Chinese battery EVs made up 5 percent of new vehicles sold in the EU in the first half of this year, with further growth predicted as market advantages, such as cost-effectiveness and safer vehicles, become more apparent, the European Federation for Transport and Environment said in a report published on Oct. 17.
The failure of EU carmakers to expand production could lead to foreign competitors quickly capturing market share in the region, T&E said, adding that the EU needs more policy incentives for local automakers.
“European carmakers have slammed the brakes on their electric car offering at a time when Chinese and American carmakers are rapidly bringing new models to the market,” said Julia Poliscanova, senior director at T&E.
“The absence of regulatory incentives is doing far more than the supply chain crunch to slow EV sales in Europe,” Poliscanova said. “If Europe wants to maintain the competitiveness of its car industry, the EU must introduce a strong industrial policy of its own to match the Chinese and Americans’ muscular support for EVs.”
Last week, BYD’s sports utility car, the Atto 3, scored a five star safety rating at the European New Car Assessment Programme, making it the second Chinese firm to get top marks after Great Wall Motors and further helping Chinese automakers get a foothold in the European market.
Traditional Chinese carmakers BYD and Great Wall as well as new energy vehicle startups such as Nio, Li Auto, and Xpeng Motors are targeting the European market and are considering building production bases there.
Norway has become the European bridgehead for Chinese auto brands.
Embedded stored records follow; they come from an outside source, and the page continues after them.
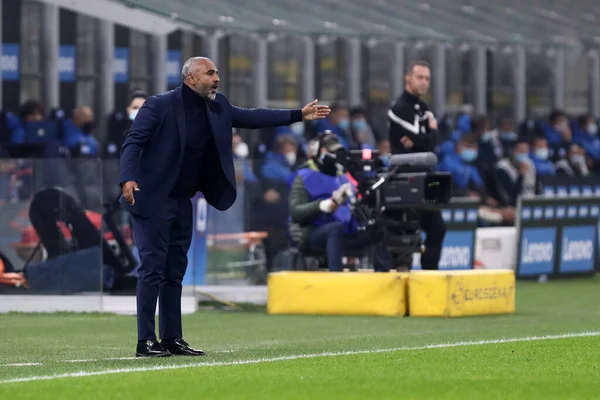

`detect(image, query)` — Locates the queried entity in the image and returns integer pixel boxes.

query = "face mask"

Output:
[481,131,494,142]
[515,153,529,164]
[569,154,585,165]
[555,122,569,131]
[285,151,296,165]
[319,153,344,176]
[235,142,250,158]
[460,149,478,163]
[81,122,94,134]
[500,132,518,141]
[534,147,550,161]
[290,122,304,136]
[352,119,367,132]
[129,110,140,121]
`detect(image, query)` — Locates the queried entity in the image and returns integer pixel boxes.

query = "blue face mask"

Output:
[515,153,529,164]
[290,122,304,136]
[481,131,494,142]
[129,110,139,121]
[500,132,518,141]
[534,147,550,161]
[569,154,585,165]
[460,149,479,163]
[352,119,367,132]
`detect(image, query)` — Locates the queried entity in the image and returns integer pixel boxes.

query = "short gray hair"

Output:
[181,57,208,81]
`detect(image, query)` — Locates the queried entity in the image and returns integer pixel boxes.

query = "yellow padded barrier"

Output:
[408,270,515,317]
[267,271,408,316]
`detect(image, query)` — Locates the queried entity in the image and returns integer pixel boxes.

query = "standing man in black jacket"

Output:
[388,61,446,269]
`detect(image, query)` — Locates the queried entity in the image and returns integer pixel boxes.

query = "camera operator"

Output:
[388,61,446,269]
[289,133,391,272]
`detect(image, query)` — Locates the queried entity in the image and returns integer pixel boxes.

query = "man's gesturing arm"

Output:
[231,99,331,129]
[231,106,302,129]
[388,103,435,153]
[120,97,159,184]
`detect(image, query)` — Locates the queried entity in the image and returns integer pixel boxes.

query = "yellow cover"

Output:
[267,271,408,316]
[408,269,515,317]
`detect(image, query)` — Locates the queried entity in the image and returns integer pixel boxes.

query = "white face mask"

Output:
[290,122,304,136]
[234,142,250,158]
[129,110,140,121]
[285,151,296,165]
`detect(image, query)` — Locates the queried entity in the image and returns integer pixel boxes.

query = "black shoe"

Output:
[160,339,206,356]
[135,339,173,357]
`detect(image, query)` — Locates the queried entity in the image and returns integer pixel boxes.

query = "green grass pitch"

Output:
[0,278,600,400]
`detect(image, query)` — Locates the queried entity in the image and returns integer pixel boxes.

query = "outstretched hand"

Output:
[302,99,331,121]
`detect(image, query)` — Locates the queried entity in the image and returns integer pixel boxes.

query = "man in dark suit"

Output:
[120,57,330,357]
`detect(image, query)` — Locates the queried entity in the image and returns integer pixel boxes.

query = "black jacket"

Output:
[388,90,438,154]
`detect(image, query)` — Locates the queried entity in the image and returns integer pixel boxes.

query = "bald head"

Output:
[73,106,94,126]
[181,57,219,100]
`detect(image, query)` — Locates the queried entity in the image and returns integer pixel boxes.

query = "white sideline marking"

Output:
[0,347,235,367]
[1,363,43,367]
[0,331,600,384]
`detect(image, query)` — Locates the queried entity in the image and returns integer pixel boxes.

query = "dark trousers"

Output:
[132,197,193,340]
[421,210,446,269]
[308,222,391,272]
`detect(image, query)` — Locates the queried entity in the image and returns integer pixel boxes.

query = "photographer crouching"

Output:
[388,61,446,269]
[289,133,391,272]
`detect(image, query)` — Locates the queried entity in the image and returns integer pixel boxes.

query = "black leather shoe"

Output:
[160,339,206,356]
[135,339,173,357]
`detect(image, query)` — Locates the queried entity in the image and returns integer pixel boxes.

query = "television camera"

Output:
[346,150,452,268]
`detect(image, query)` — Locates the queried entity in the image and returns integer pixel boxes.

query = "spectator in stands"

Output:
[573,114,600,171]
[542,110,573,158]
[6,100,45,148]
[439,133,487,199]
[531,135,556,176]
[496,116,519,157]
[496,140,540,207]
[377,139,392,167]
[556,143,590,176]
[350,107,377,150]
[258,135,297,270]
[64,107,98,157]
[104,90,148,158]
[315,104,356,149]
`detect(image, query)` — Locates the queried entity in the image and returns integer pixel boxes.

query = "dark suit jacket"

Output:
[120,87,302,217]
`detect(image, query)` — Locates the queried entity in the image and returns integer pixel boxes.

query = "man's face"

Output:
[329,107,349,128]
[514,143,529,156]
[188,60,220,100]
[231,135,242,150]
[127,97,146,115]
[25,111,44,122]
[406,65,431,97]
[498,118,515,132]
[281,143,297,154]
[569,146,585,157]
[554,116,569,130]
[379,140,392,156]
[533,139,548,152]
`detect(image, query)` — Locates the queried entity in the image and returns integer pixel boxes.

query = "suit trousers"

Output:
[421,210,446,270]
[132,197,193,340]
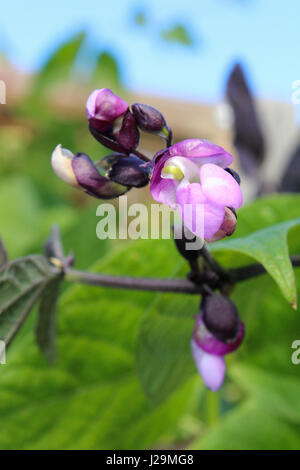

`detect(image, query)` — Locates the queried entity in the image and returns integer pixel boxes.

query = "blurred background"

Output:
[0,0,300,260]
[0,0,300,448]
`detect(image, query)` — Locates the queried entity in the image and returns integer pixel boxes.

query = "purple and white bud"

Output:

More than 10 percent of Chinese EV brands had registered in the country as of the end of June. Chinese investment also has poured into the Nordic battery industry chain in recent years.
China and Sweden are working closing in the battery industry, the head of the Swedish Consulate in Shanghai told Yicai Global. The European country is one of the most generous in giving subsidies to EVs buyers, providing a 25 percent tax cut to users, and 40 percent to firms.
EV’s sales made up a record 45 percent of the total number of cars sold in Sweden last year, second only to Norway.